Some judgments, like the Binani Industries Ltd. v. Bank of Baroda case, showed incongruity from the cases mentioned above and made their contentions for equitable treatment for all creditors. This was a one-of-a-kind judgment that laid out the interests of the operational creditor, but failed to make a mention of the operational creditor in the CoC. Some of the adjudications of this judgment took from the Essar Steel Case. 

The Essar Steel Judgment

The CIRP Company Petition of Essar Steel had been filed in the Ahmadabad NCLT, where ArcelorMittal suggested a resolution plan that was accepted by the RP and CoC. Within this plan, the operational creditors were to be paid 8% of their total claim. The financial creditors, au contraire, were being paid 92.5% of their claims. This resolution was challenged through a series of petitions from the operational creditors.

The NCALT then redistributed the payable claims under the plan, and gave a judgment that serves as a breakthrough in the decision of whether operational creditors need to be at par with their financial counterpart. As the financial creditors were members of the CoC and the operational creditors were not, it was held that the financial creditors already have the discretion to choose what their resolution plan looks like. Therefore, the power of the CoC to choose the distribution was taken away by the tribunal. It was decided so as otherwise the situation would cause a conflict of interests, wherein it would have an upper hand in deciding a distribution that favoured them.

The CoC then challenged this order in the Supreme Court and reversed the judgment. The highlights of the same are:

  • The Supreme Court overturned the judgment to uphold the committee of creditors and their understanding of the Resolution Professional.
  • The NCALT wished to propose similar treatment for both types of creditors, but this was not accepted as only creditors in the same class were offered this privilege. The classification was made deeper.
  • The rights of financial creditors to beget priority when choosing a distribution amount over operational creditors was upheld and owed to the fact that the financial creditors held the capability to assess viability and the willingness to modify the terms of existing liabilities in negotiations.
  • Operational creditors who claimed over 10% of the total debt of a corporate debtor were given the right to take part in the CoC meetings but were not given voting rights.


It is pertinent from the Essar Judgment that the framers of the Code created the classification between the creditors with the aim to protect the rights of all stakeholders by providing for a mechanism which primarily focuses on resolution and restructuring of the debt by treating the corporate debtor as a going concern and provides for liquidation only when all the attempts towards such a resolution ultimately fail. 

However, it must also be stressed that due to lack of rights of operational creditors, they are unable to recover their dues in some cases as evident from the abovementioned judgments.

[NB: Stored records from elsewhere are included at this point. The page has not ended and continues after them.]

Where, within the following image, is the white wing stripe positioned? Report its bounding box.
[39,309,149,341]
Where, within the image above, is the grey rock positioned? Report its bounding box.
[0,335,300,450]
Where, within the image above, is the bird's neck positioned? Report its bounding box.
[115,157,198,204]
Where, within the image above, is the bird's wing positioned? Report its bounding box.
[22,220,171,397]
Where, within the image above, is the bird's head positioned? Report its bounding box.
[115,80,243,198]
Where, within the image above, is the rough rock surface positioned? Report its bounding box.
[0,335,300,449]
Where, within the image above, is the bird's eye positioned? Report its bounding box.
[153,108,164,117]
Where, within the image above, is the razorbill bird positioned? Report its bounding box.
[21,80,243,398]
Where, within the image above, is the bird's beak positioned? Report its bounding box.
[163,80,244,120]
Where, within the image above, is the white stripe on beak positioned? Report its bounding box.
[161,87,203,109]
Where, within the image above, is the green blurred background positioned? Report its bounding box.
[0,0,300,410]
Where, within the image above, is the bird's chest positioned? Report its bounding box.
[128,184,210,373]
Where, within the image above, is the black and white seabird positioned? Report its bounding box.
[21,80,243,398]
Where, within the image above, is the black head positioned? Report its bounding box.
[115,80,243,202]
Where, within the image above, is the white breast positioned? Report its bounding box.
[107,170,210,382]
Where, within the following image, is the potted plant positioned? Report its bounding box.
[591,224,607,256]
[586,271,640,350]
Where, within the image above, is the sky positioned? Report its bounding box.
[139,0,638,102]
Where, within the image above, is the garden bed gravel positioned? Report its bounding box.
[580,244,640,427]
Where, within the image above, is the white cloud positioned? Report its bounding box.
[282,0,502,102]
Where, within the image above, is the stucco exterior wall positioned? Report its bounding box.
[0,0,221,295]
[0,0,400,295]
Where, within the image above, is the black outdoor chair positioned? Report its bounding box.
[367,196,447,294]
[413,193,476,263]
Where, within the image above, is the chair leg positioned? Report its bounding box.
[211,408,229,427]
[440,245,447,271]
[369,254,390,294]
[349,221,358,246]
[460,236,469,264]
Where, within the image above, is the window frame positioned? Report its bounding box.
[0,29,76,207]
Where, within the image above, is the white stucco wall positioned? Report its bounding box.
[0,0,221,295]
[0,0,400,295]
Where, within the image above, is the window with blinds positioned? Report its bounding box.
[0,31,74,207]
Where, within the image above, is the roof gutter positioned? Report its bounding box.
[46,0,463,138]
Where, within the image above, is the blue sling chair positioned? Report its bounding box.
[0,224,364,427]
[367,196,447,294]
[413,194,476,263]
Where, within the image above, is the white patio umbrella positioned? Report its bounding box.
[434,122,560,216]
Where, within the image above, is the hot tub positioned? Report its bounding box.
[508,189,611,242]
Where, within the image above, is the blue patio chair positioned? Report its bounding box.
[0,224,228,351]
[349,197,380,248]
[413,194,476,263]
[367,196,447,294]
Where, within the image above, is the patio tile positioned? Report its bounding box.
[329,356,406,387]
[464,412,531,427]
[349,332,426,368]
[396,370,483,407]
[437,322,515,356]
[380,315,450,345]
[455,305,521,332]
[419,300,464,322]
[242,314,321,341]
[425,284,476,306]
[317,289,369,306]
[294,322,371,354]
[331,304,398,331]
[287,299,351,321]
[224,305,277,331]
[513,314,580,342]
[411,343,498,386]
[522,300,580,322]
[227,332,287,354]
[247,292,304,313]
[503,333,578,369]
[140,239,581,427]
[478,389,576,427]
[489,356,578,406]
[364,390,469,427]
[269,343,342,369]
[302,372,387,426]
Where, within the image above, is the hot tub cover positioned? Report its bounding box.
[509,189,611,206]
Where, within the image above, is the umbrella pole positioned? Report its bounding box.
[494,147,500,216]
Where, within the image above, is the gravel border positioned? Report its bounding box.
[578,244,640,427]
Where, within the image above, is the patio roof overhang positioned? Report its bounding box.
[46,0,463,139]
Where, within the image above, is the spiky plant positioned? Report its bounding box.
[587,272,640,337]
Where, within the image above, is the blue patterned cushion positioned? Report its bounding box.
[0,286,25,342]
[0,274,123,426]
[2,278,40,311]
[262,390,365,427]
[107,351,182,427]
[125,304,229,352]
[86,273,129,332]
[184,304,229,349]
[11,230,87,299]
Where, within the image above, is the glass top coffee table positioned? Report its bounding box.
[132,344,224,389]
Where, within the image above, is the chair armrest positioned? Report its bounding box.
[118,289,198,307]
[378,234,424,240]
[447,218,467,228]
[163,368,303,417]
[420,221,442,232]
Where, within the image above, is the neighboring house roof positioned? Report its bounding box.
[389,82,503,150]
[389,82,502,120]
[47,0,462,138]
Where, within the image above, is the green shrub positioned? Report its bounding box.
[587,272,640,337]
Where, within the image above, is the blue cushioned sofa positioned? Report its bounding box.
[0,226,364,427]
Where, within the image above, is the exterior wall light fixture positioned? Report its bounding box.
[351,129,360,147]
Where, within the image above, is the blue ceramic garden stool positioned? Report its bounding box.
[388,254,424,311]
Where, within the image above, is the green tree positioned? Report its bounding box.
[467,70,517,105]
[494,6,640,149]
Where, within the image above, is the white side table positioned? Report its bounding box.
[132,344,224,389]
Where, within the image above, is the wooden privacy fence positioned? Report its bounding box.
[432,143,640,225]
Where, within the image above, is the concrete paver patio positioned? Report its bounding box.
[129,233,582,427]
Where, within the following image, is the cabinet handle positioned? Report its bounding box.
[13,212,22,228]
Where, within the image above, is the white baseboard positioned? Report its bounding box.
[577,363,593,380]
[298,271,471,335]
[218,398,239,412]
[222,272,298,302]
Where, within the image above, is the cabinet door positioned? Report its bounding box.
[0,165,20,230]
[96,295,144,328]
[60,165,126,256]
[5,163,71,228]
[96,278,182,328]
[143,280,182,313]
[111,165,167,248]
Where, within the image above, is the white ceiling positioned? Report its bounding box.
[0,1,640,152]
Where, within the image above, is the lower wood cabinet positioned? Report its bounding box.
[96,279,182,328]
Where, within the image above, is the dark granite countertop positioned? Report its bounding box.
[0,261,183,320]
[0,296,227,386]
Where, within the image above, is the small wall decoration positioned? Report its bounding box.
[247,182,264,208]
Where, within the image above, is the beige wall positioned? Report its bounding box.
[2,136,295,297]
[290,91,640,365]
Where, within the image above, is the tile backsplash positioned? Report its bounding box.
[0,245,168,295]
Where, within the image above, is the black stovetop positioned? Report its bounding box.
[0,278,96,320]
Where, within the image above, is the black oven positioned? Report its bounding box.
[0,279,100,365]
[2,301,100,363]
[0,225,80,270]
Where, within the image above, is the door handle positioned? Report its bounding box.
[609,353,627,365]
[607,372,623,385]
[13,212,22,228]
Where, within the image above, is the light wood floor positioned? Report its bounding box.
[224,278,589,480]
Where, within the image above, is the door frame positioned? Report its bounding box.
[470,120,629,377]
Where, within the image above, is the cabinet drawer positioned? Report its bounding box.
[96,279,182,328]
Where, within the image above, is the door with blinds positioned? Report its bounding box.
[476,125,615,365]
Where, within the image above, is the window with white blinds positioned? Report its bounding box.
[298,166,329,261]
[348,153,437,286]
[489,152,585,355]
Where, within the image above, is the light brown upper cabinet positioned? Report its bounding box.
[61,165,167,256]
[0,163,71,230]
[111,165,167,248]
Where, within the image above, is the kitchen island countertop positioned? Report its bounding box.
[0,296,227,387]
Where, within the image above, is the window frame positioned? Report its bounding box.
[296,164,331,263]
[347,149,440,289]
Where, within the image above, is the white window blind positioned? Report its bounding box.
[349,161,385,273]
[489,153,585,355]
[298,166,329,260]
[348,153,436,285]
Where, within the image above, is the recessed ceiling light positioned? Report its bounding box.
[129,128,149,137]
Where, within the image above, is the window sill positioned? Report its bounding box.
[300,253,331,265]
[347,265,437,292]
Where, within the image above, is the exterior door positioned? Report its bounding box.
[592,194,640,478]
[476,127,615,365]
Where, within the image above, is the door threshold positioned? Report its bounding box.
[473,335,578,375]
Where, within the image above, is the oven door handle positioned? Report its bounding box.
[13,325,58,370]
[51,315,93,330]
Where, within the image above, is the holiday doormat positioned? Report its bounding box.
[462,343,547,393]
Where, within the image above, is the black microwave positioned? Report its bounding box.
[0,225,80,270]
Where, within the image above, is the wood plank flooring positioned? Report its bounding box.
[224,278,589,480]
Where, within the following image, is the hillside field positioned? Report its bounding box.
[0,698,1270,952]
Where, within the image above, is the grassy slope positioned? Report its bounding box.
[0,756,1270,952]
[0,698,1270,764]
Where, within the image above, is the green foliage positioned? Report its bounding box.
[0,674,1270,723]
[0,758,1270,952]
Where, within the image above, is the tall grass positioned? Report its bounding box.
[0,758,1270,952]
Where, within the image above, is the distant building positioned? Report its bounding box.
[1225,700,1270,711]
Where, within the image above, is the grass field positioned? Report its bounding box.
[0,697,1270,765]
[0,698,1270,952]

Furthermore, home-buyers are now brought into the purview of financial creditors whereas operational creditors, being from business industry, may hold a better business acumen and still lack those rights. 

The reasoning given in the judgment fails to hold logic when the majority of the debt is owed to operational creditors. In such cases, operational creditors would be deprived of voting rights despite having most of the debt owed. The reasoning of the Essar Judgment also fails in cases where a committee of creditors comprises only one or few financial creditors and the nemesis of the corporate debtors is left hanging in a few hands. Similarly, in the case of Bhushan Steel, the operational creditor was denied its dues amounting to Rs. 900 crores by National Company Law Appellate Tribunal.

Insolvency and Bankruptcy Code has been successful so far in the re-establishment of corporate debtors. Nevertheless, absolute power with financial creditors may pan out in some cases, but may seem unjustifiable in many. Operations of the business are as important as finance. It is thus pertinent to make the legislature more balanced.